No it won't be the same. The standpipe O ring is 3/8 I.D. that one is more like 7/16. It's nothing special, you can most likely find one in a standard O ring kit to match it.


----------



## dkarten78 (9 mo ago)

Fedup said:


> No it won't be the same. The standpipe O ring is 3/8 I.D. that one is more like 7/16. It's nothing special, you can most likely find one in a standard O ring kit to match it.


OK, Thank you


----------



## dkarten78 (9 mo ago)

dkarten78 said:


> OK, Thank you


I replaced the hydraulic pump with a new one, it seemed to be identical to previously installed pump, all o-rings, the piston rings & all gaskets , filled with fresh hydraulic fluid .Still no hydraulics, I have not yet removed inspection cover to check stand pipe but sure I placed it properly in hole before tightening draft control Considering the debris found there was no doubt about replacing or rebuilding pump but could original failure have been in draft control?
PTO is turning on engine speed


----------



## dkarten78 (9 mo ago)

I removed draft control & there is no fluid coming up stand pipe when tractor is running


----------



## Fedup (Feb 25, 2014)

dkarten78 said:


> I removed draft control & there is no fluid coming up stand pipe when tractor is running


What do you mean by "draft control"? You lost me on that. Typically, no fluid coming up the standpipe means the bottom end is not actually in the port ( fluid never enters the pipe), or the control valve is in the "lower" position and the pump is effectively turned off. 
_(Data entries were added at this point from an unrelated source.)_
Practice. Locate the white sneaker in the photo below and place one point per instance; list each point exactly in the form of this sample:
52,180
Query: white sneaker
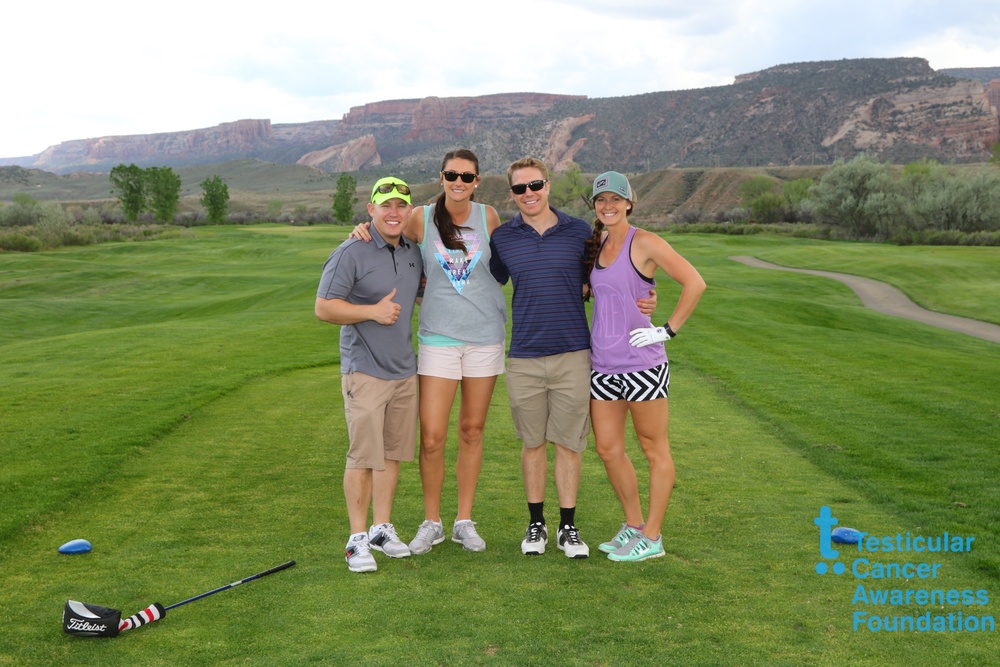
359,555
383,538
535,539
465,534
429,534
568,540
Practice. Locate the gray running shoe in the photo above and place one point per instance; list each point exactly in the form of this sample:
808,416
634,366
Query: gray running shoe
568,540
466,535
619,540
429,534
535,539
383,538
359,555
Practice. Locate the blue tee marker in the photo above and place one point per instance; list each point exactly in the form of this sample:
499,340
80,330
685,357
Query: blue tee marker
75,547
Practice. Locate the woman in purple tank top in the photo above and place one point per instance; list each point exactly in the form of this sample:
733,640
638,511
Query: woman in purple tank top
630,373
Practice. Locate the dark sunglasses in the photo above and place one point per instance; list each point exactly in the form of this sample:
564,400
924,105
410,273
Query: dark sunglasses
386,188
467,176
520,188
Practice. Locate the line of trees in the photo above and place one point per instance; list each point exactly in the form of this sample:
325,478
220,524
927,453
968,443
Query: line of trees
158,190
864,199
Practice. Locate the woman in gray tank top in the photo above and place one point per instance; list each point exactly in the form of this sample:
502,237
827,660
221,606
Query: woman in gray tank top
461,341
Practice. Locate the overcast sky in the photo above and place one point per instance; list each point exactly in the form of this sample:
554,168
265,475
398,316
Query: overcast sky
76,70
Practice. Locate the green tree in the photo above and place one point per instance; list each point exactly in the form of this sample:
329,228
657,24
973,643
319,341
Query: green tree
857,196
128,185
995,154
215,199
571,188
768,207
754,187
345,198
163,188
795,191
274,207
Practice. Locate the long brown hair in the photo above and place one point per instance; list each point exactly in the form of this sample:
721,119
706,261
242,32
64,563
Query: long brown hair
442,218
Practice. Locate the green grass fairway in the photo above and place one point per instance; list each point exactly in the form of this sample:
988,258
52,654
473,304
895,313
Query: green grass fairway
176,403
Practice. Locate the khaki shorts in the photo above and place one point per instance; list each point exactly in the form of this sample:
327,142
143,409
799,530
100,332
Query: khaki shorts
381,419
550,399
454,362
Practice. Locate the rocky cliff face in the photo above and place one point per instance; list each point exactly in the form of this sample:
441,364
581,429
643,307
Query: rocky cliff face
955,120
442,119
237,138
802,113
353,156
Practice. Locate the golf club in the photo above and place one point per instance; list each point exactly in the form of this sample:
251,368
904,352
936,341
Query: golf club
89,620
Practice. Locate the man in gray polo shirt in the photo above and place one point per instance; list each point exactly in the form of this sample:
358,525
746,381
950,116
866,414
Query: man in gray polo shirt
370,290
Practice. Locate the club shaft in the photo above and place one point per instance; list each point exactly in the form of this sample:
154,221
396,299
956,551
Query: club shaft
278,568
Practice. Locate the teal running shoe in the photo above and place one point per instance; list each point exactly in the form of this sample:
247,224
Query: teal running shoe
638,548
618,541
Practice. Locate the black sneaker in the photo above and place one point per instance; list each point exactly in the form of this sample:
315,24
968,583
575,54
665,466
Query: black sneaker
535,539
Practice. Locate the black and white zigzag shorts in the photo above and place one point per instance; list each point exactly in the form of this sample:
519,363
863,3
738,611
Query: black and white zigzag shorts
647,385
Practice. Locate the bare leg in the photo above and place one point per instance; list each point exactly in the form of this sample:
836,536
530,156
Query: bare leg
358,494
535,468
567,475
651,419
383,492
609,418
437,395
476,395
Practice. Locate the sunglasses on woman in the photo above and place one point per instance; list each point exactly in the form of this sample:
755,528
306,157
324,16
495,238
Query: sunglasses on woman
534,186
467,176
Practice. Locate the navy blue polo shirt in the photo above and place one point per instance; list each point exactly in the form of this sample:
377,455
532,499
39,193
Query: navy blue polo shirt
548,273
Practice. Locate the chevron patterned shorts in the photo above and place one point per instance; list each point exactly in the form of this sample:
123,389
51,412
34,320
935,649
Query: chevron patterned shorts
647,385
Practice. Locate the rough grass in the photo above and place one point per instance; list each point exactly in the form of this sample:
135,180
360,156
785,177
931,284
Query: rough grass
176,403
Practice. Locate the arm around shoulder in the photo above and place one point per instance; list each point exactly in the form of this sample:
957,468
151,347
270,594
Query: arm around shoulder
492,219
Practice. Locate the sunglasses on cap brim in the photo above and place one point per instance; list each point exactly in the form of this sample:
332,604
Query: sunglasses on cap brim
386,188
521,188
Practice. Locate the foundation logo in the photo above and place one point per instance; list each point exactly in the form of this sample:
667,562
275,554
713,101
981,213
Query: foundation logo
889,592
826,521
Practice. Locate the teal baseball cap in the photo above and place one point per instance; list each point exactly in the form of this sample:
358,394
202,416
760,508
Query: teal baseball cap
612,181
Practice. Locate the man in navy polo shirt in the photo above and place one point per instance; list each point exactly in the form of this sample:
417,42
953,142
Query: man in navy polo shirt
370,290
542,251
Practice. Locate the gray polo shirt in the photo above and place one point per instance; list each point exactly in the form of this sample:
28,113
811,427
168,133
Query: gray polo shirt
363,273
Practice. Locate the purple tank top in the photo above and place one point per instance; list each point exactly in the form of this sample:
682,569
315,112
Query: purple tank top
616,289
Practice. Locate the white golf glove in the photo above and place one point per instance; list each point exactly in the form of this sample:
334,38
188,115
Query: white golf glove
649,335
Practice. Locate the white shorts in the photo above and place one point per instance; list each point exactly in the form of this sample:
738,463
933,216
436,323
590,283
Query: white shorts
454,362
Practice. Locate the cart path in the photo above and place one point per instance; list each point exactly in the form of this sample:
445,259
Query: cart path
884,298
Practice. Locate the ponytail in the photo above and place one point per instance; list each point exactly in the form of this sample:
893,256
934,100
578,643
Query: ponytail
593,248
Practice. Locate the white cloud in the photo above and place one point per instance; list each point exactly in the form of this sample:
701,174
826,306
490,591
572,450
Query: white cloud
104,68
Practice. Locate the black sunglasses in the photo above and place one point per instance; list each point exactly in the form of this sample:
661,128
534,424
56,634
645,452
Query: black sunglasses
467,176
535,186
386,188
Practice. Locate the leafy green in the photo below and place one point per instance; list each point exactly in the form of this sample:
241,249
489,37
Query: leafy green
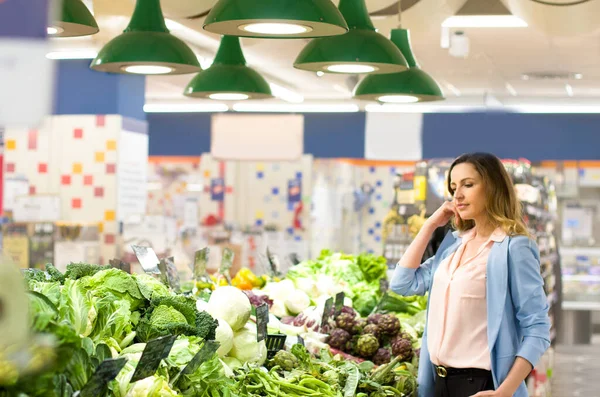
150,287
114,282
76,307
75,271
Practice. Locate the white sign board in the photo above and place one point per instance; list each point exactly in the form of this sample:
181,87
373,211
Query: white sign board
41,208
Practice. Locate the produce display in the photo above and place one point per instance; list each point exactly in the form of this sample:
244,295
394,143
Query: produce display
93,316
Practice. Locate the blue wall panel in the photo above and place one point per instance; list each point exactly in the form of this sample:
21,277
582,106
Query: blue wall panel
325,134
335,134
179,134
512,135
81,90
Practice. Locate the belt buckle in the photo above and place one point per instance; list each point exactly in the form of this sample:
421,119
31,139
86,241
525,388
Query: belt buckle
441,371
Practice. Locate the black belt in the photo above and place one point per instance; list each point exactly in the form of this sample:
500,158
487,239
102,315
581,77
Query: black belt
444,372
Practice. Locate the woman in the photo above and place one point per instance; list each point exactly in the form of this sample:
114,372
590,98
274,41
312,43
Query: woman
487,317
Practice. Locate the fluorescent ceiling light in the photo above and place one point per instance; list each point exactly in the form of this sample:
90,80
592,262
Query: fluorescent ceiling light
72,54
454,90
484,21
148,69
295,108
351,68
569,89
228,96
555,108
185,107
511,89
285,94
275,28
420,108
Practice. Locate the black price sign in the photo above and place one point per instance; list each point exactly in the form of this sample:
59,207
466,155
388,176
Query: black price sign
209,348
262,319
155,351
173,274
119,264
226,263
339,303
273,263
327,312
147,258
106,372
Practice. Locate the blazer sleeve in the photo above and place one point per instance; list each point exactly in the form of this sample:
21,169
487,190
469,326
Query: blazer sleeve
412,281
526,287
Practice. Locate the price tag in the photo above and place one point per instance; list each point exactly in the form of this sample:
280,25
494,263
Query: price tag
147,258
106,372
227,263
154,352
327,312
173,274
294,259
119,264
262,319
200,264
339,303
273,263
209,348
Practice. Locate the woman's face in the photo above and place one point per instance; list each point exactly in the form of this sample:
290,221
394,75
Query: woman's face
469,191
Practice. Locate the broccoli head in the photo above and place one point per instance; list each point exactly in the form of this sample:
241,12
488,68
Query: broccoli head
54,273
175,315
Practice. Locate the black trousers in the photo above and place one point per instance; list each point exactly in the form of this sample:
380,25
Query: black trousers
463,385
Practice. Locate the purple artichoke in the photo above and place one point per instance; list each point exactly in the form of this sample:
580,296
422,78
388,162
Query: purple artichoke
349,310
374,318
359,326
367,345
345,321
383,356
389,325
338,338
402,348
372,329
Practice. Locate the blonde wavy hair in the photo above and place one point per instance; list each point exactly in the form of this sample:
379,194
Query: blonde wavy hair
502,205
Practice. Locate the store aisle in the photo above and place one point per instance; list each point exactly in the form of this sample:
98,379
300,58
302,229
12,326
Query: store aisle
577,371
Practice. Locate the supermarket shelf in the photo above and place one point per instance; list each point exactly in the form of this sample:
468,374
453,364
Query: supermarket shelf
580,251
582,277
575,305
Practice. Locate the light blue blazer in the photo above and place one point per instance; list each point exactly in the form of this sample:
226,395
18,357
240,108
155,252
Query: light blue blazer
517,307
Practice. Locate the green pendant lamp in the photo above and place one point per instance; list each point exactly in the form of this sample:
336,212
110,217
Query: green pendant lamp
361,50
75,20
276,18
413,85
146,47
228,78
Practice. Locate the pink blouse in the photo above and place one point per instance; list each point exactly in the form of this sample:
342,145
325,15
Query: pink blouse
457,321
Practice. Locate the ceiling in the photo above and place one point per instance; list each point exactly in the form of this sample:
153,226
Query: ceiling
565,49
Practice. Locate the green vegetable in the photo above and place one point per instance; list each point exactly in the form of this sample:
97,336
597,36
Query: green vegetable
175,315
75,271
286,360
54,273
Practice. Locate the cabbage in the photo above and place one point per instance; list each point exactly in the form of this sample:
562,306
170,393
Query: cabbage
246,349
224,337
231,305
297,301
232,363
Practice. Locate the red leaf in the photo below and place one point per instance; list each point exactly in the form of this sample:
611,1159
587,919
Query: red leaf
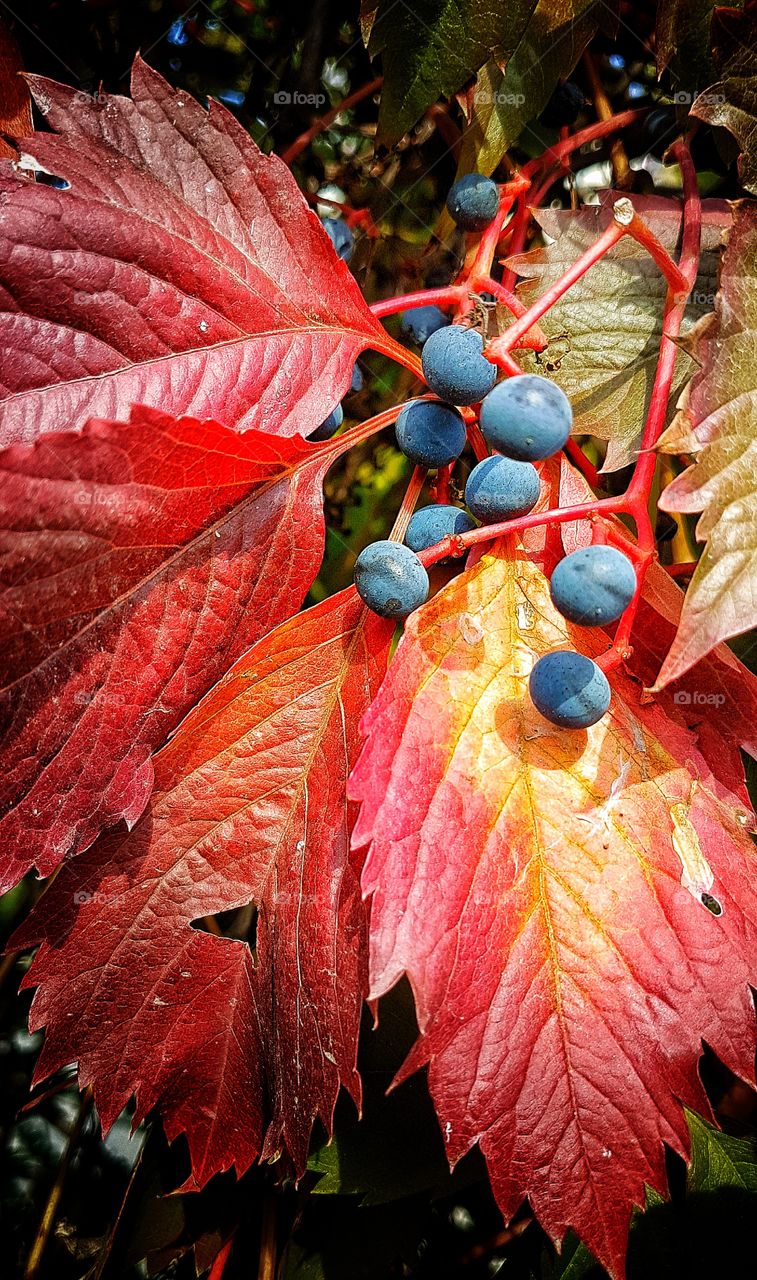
717,700
238,1054
16,104
137,562
182,269
543,891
Considering it didn't work BEFORE you took it all apart, and in fact you did take it all apart, it's hard to say from out here what might be wrong at this point. If it were me, I'd be taking the right side cover off, watching and playing with the linkage right there before taking anything else apart looking for problems. If the pump is good, the lift circuit is good, then you can raise and lower the lift arms from there with one fingertip.


----------



## dkarten78 (9 mo ago)

Fedup said:


> What do you mean by "draft control"? You lost me on that. Typically, no fluid coming up the standpipe means the bottom end is not actually in the port ( fluid never enters the pipe), or the control valve is in the "lower" position and the pump is effectively turned off.
> 
> Considering it didn't work BEFORE you took it all apart, and in fact you did take it all apart, it's hard to say from out here what might be wrong at this point. If it were me, I'd be taking the right side cover off, watching and playing with the linkage right there before taking anything else apart looking for problems. If the pump is good, the lift circuit is good, then you can raise and lower the lift arms from there with one fingertip.


My error in calling the 2 spool remote control valve the draft control 
I will go in through the rt side inspection cover and check that the standpipe is properly situated. I was careful in aligning it when I lowered the cover and I ensured the levers were in front of the roller.
should I drain some fluid to remove the cover?

I compared the new pump to the old, everything was identical except the new pump had a filter that came safety wired


----------



## Fedup (Feb 25, 2014)

I'm not sure what you aligned when lowering the cover. If you're referring to the standpipe, I put the cover on and install the pipe last. Too much chance of damaging the pipe if you put it on first. 

It's a new pump with a new control valve?


----------



## dkarten78 (9 mo ago)

Fedup said:


> I'm not sure what you aligned when lowering the cover. If you're referring to the standpipe, I put the cover on and install the pipe last. Too much chance of damaging the pipe if you put it on first.
> 
> It's a new pump with a new control valve?


 new pump, not new control valve, I aligned the 2 levers in front of the roller, then after lid installed I installed stand pipe & control valve 
Should I remove some fluid before removing side cover?


----------



## Fedup (Feb 25, 2014)

Sounds like you did it right. Just put a pan under the side cover and remove the bottom bolt. The oil will soon seek that level. Then remove the cover and put the bolt back in few few threads. You can run the tractor up to moderate RPM in that condition without much mess. Then you can see what the linkage is doing with the roller, move it back and forth by hand, and see what happens.


----------



## dkarten78 (9 mo ago)

Fedup said:


> Sounds like you did it right. Just put a pan under the side cover and remove the bottom bolt. The oil will soon seek that level. Then remove the cover and put the bolt back in few few threads. You can run the tractor up to moderate RPM in that condition without much mess. Then you can see what the linkage is doing with the roller, move it back and forth by hand, and see what happens.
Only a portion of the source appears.